The need for more research into factors leading to T2D is sharpened by the title of a paper by Zhang et al (2019) demonstrating that endogenous hyperinsulinaemia contributes to pancreatic cancer development. The authors explain that the continuing rise in the incidence of cancers – like pancreatic ductal adenocarcinoma – in line with global obesity and diabetes epidemics ‘suggests that factors modulated by environment or lifestyle play a key role, but the mechanisms by which obesity and type 2 diabetes promote cancer remain unclear’ (Zhang et al, 2019). However, in a more recent study, Zhang et al (2023) used a mouse model to test the hypothesis as to whether hyperinsulinemia in the obese state acts directly on acinar cells to promote pancreatic cancer initiation, and they found that their data ‘clearly support a model in which insulin receptors in acinar cells play a causal role in supporting cancer initiation.’
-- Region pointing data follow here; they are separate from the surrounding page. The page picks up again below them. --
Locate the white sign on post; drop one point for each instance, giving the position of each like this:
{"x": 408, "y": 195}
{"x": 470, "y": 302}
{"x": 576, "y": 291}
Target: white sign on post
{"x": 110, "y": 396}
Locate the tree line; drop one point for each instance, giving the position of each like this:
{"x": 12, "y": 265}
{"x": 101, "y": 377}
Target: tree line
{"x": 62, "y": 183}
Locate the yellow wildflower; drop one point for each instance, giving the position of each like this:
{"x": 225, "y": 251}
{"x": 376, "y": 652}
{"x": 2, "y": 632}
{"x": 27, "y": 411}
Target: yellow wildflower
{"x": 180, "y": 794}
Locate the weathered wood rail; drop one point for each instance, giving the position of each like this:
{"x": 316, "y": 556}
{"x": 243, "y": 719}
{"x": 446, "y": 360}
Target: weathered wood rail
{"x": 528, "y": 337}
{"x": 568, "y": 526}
Given the close relationship between obesity, diabetes and cancer, Giovannucci (2022) explains that many novel cancer therapies are based on inhibition of various points in the insulin receptor signalling pathway, involving, for example, tyrosine kinase inhibitors, phosphatidylinositide-1 kinase inhibitors and protein kinase b inhibitors: ‘[b]y blocking insulin signalling, all of these can initiate or worsen IR. In fact, hyperglycaemia can be considered as a marker of effective blockade of this pathway.’
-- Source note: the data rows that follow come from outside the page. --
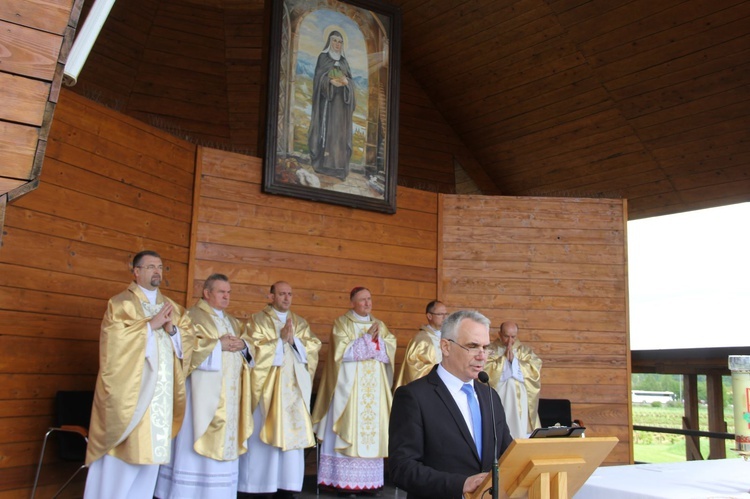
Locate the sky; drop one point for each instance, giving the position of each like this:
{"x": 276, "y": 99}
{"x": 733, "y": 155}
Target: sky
{"x": 689, "y": 279}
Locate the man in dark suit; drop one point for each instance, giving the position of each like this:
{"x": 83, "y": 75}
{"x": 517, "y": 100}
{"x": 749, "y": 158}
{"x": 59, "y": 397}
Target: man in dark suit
{"x": 432, "y": 449}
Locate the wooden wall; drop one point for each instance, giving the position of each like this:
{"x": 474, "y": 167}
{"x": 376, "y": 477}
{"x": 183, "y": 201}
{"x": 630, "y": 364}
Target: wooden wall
{"x": 558, "y": 268}
{"x": 198, "y": 71}
{"x": 34, "y": 39}
{"x": 323, "y": 251}
{"x": 110, "y": 187}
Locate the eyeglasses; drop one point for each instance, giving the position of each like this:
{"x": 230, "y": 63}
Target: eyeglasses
{"x": 150, "y": 267}
{"x": 474, "y": 350}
Looking to the future, Giovannucci (2022) anticipates a need to evaluate the respective roles of diet, lifestyle, and pharmaceuticals in relation to improving glycaemic and insulin control, ‘particularly in the context of cancer drugs that dysregulate the insulin signalling pathways.’
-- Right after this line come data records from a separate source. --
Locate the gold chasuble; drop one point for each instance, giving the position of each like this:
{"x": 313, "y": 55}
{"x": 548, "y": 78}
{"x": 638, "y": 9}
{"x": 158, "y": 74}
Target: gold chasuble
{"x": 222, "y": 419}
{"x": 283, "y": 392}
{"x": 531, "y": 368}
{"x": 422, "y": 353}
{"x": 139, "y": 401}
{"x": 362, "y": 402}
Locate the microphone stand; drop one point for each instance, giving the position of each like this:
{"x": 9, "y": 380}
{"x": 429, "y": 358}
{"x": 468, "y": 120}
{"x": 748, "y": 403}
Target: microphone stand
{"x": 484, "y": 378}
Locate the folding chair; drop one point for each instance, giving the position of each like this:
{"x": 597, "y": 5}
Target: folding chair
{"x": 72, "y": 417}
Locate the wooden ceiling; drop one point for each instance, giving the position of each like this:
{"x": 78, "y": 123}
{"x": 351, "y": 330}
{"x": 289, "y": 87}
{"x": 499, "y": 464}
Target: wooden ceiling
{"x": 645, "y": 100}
Given the inevitable pharmaceutical complexities that may accompany medication-mediated approaches to cancer treatment among those with IR, hyperinsulinaemia, T2D and associated conditions, a preventive approach that avoids the conditions leading to the carbohydrate intolerance resulting from poor nutrition in the first place seems reasonable. In this context, dietary strategies that reduce circulating concentrations of insulin seem appropriate … and straightforward. Noakes (2023: 45) notes that, although the human brain needs between 25 g and 100 g of carbohydrate daily, ‘the human liver can produce more than enough glucose to cover the brain’s glucose requirement without any need for ingested carbohydrate.’ With clear evidence that one of the contributing factors to the development of T2D – hyperinsulinaemia – can precipitate metabolic havoc, it is evident that, as Noakes (2023: 46) observes, a consequence of ‘basing a diet on a macronutrient that serves only one function … is that this carbohydrate-heavy diet will be deficient in key nutrients, which will produce negative health consequences.’

Current dietary guidelines that promote carbohydrate-heavy diets must change.